Menopause is Killing My Sex Life
Question: Allana, my wife and I have been married for 36 years but lately she's been going through menopause or I said went through menopause as she is 53 years old. Now, she doesn't like to be touched anymore! She wasn't much of a touchy-feely person anyway. I love her dearly and I used to show my affection by hugging her, rubbing her back, rubbing her feet for hours but now she doesn't like it. In fact, any touching - passive, intimate, or sexual - she cross-exams like it's disgusting. What do I do?
Answer: Wow, this must be so frustrating for you, like walking on eggshells given any touching be it passive, intimate or sexual, she cross-examines as disgusting! That must hurt your feelings and feel like such rejection, yes? I'm wondering how you navigated all the 36 years when she wasn't much of a touchy-feely person anyway... It sounds like you really are a touchy-feely if you're willing to rub her feet for hours...I'm sure you've heard of The Love Languages and clearly you enjoy physical touch. What is her primary love language?
Have the two of you been to counseling?
Do you engage in authentic conversations?
How do you handle conflict all the way through to resolution?
Have you expressed to her how sad her rejection of your physical Expressions makes you feel?
Has she expressed why she feels as turned off...is she feeling angry or sad or disconnected?
Have you created a safe space for both of you to simply be understood without any justifications or reasons or rebuttals?
I sense for it to get all the way to her not wanting to be touched whatsoever at all anymore, something must have happened. Either her body and hormones are so off that she needs the support of perhaps an Integrative Medicine Doctor to help her body and emotions regulate. That's not my specialty yet there is a lot of support out there.

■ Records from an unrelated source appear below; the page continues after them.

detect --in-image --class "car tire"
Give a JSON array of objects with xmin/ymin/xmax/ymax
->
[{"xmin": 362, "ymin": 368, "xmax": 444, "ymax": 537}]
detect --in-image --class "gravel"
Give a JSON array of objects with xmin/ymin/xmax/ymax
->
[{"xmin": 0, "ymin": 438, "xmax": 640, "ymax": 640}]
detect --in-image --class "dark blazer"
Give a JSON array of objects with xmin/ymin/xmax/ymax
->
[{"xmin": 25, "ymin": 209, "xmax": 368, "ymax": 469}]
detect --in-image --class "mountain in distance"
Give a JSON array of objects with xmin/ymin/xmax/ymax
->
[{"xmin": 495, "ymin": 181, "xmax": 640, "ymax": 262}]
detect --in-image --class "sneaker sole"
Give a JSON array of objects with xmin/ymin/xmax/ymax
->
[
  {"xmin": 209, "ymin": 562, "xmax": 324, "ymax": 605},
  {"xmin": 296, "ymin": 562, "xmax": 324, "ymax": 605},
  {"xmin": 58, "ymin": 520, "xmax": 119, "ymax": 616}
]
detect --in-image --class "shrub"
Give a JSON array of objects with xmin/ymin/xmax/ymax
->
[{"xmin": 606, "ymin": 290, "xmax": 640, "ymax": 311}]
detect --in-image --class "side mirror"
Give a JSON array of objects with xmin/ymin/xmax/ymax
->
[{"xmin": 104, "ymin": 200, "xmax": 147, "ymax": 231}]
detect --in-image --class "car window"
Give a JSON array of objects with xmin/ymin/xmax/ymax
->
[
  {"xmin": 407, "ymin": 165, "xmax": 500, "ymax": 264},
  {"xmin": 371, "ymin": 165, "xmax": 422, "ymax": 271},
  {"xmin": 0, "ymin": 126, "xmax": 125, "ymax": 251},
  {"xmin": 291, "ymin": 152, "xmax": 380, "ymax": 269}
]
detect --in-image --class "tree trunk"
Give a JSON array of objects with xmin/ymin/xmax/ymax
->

However when it's emotionally driven because of an unresolved argument or a long-standing unhealthy style of communication... this I can help heal the wounds in both of your hearts and bridge the gap so that each of you can get your love language is met. It's amazing how nourishing, sensual, connected and delicious communication becomes when you really feel safe, seen and understood so you can enjoy another few decades of your marriage together in a happier more connected intimately thriving place.